Small Tree sells ST RAID and ST Mobile (both part of Granitestor). We have complete solutions.
What’s nice about ours is that you get our network cards and our storage. We have it covered end to end and we understand how the kernel works on all of it since we either write or heavily tweak all the drivers.
Steve Modica
CTO, Small Tree Communications -
Keep in mind that Gigabit and 10Gb are like plumbing. You need bigger pipes to feed the smaller ones. Up til now, everyone has been 1Gb and 10Gb hasn’t been very widely deployed as “the bigger pipe”. It’s been lots of link aggregation.
As 10Gb starts to hit the desktop, the first “big pipes” will be cards like our 6 port 10Gb card. I would love to have 100Gb to follow up with.
Lightpeak is going to be a firewire/USB kind of thing. It’s not going to supplant Ethernet. There’s Ethernet and EtherNOT and EtherNOT never wins.
Steve Modica
CTO, Small Tree Communications -
[Wayne Carey] “Exactly, Chris. This my point. Not all businesses live in fantasy world of all up to date software. Some of us live in the real world where our desktop systems are still running Windows XP and Server 2003. Alot of the corporate world is afraid of Windows 7 and Server 2008. Apple should have some understanding of this.”

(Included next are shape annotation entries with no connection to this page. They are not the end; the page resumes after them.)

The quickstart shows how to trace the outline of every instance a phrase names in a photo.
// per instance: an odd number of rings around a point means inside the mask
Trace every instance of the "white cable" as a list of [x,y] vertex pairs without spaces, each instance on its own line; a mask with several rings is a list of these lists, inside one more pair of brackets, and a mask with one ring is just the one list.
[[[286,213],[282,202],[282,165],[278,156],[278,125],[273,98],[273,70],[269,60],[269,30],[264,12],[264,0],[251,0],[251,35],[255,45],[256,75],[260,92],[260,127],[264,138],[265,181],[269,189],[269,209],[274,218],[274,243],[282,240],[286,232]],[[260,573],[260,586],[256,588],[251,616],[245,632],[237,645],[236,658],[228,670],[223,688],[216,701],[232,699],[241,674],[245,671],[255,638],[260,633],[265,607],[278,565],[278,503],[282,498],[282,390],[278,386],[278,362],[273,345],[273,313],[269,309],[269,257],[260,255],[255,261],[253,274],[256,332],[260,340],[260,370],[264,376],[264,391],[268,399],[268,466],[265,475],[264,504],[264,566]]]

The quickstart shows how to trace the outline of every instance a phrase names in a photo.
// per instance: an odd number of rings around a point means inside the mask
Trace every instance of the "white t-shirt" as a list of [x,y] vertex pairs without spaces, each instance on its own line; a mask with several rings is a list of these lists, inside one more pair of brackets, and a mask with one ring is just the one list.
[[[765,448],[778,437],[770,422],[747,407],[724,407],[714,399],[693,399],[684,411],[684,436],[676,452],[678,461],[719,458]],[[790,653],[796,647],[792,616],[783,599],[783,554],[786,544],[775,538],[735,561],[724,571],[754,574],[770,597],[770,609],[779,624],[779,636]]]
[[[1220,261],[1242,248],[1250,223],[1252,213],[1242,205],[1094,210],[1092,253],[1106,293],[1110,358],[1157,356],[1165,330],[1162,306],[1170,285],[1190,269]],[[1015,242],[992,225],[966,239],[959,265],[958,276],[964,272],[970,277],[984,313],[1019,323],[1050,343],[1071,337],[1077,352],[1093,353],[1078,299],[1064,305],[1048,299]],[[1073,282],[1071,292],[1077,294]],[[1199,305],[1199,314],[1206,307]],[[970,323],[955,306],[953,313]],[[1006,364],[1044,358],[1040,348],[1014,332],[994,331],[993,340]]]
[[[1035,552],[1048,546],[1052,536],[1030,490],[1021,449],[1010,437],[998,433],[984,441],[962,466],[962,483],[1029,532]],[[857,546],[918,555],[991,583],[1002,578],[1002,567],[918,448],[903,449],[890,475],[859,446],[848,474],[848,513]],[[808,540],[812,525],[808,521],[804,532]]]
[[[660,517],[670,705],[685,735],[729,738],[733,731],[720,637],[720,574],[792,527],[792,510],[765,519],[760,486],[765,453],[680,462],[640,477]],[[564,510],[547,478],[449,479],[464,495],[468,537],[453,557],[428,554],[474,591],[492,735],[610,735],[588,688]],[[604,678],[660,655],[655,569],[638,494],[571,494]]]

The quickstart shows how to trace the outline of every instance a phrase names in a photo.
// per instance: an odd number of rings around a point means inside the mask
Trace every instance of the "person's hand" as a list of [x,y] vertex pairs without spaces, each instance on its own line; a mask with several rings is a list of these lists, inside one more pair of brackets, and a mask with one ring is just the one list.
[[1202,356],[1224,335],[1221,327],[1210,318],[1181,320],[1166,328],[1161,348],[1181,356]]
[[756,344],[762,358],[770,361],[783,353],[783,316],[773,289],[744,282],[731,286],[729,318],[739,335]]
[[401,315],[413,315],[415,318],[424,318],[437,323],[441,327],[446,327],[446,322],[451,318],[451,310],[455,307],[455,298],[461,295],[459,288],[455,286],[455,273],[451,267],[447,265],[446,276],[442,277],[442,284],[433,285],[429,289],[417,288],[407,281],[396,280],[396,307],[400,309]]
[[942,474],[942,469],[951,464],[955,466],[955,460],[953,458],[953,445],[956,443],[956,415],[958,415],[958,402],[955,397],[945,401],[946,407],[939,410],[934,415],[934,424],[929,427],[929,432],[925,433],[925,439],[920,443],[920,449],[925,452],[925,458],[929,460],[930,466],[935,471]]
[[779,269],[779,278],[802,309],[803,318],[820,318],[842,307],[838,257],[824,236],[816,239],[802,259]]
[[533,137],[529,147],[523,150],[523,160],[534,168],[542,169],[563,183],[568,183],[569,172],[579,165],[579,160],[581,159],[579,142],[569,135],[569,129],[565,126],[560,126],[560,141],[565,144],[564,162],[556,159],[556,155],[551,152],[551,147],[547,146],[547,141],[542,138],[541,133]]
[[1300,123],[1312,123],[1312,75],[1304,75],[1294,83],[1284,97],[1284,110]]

I was a sysadmin at Ford for a number of years. I was also at SGI working in engineering and acting as part of the release team (approving changes etc)
When you’ve got hundreds of people working on something, you can only release in controlled periods. Otherwise, it gets crazy as different changes step on each other. Everyone has a schedule for when they’ll have their new feature or bug fix finished and they have to have some sort of framework to schedule against.
A lot of sysadmins see danger in change so they stay with what they have as long as they can. I think that makes sense for one release iteration, but more than one is asking for trouble.
For example, I can see people sitting at 10.5.8. If they are production and in the middle of something, that’s OK. However if they are at 10.4.11, that’s asking for trouble. Any systems running an OS that old should be used as appliances only, in situations that are known to be safe and working. They should not be redeployed because they will likely be broken.